The study looked at how effective immunotherapy – the stimulation of the immune system to fight cancer – was in different patients and found that the type of the bacteria in the gut was closely related to the outcome of treatment. This particular type of immunotherapy involves 'check point inhibitor' antibodies that take the natural 'break' of immune cells to encourage them to attack cancer cells. The patients who responded best to the treatment had a quite distinct population of gut bacteria, and in particular harboured a group of bacteria known as Ruminococcus.
It isn’t clear whether the different types of gut bacteria are actually responsible for the improved immune response against tumours. It is possible that there is a direct effect though, as some types of bacteria can metabolize an amino acid, tryptophan, to give a chemical called indole-3-aldehyde, which in turn stimulates human immune cells to secrete a protein called Interleukin 22 (IL22). IL22 is a potent activator of the immune system and turns on precisely those components that are needed to destroy cancer cells.

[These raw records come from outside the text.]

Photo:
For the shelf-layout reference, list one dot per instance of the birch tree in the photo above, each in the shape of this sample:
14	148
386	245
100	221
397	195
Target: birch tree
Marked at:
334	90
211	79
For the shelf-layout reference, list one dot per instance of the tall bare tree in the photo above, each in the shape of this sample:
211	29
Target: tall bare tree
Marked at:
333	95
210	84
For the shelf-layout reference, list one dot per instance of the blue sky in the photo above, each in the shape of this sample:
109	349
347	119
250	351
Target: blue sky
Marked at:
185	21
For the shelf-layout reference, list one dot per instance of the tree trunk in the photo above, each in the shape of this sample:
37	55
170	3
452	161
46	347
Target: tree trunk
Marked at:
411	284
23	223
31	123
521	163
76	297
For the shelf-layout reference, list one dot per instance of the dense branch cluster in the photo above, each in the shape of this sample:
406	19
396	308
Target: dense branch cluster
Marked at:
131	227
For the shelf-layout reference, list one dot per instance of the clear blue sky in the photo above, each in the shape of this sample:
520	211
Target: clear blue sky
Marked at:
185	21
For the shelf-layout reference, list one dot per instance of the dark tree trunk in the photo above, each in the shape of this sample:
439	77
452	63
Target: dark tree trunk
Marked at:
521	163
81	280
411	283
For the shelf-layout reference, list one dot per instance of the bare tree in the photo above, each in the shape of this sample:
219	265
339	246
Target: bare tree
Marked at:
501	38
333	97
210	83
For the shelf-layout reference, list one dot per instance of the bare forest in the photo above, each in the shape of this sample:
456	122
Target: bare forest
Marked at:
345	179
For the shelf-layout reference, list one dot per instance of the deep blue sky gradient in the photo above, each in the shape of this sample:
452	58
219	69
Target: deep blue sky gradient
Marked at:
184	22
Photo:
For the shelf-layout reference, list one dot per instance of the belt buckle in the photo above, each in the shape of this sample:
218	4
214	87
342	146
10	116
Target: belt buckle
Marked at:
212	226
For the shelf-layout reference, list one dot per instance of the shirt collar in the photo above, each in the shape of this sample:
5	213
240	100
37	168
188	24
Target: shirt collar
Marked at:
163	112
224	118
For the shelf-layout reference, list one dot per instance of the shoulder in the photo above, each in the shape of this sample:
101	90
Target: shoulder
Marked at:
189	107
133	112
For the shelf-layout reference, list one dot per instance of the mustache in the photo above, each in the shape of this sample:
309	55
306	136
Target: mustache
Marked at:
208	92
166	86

It is also possible that the gut bacteria have no direct effect on the immune response, but may instead be a reflection of the patient’s general health and nutritional state. For example, it is known that individuals who have a diet rich in fruit and vegetables have a distinct population of gut bacteria to those who don’t. Good nutrition is an important supportive treatment in cancer care, and the University of Texas study findings might indicate that it is particularly important in patients receiving immunotherapy. Further research is certainly justified to understand more about this phenomenon and to understand whether it can help to shape the treatment regimen. If the actual gut bacteria are of direct importance, it might be possible to replace “bad” bacteria for “good” bacteria in a so called trans-poo-sion, known less poetically as a faecal transplant, where the existing gut bacteria are removed and then replaced by the patient swallowing a capsule containing someone else’s faeces. This has already been tried clinically in treating otherwise intractable gut infections, although a healthy diet must surely be a preferable option.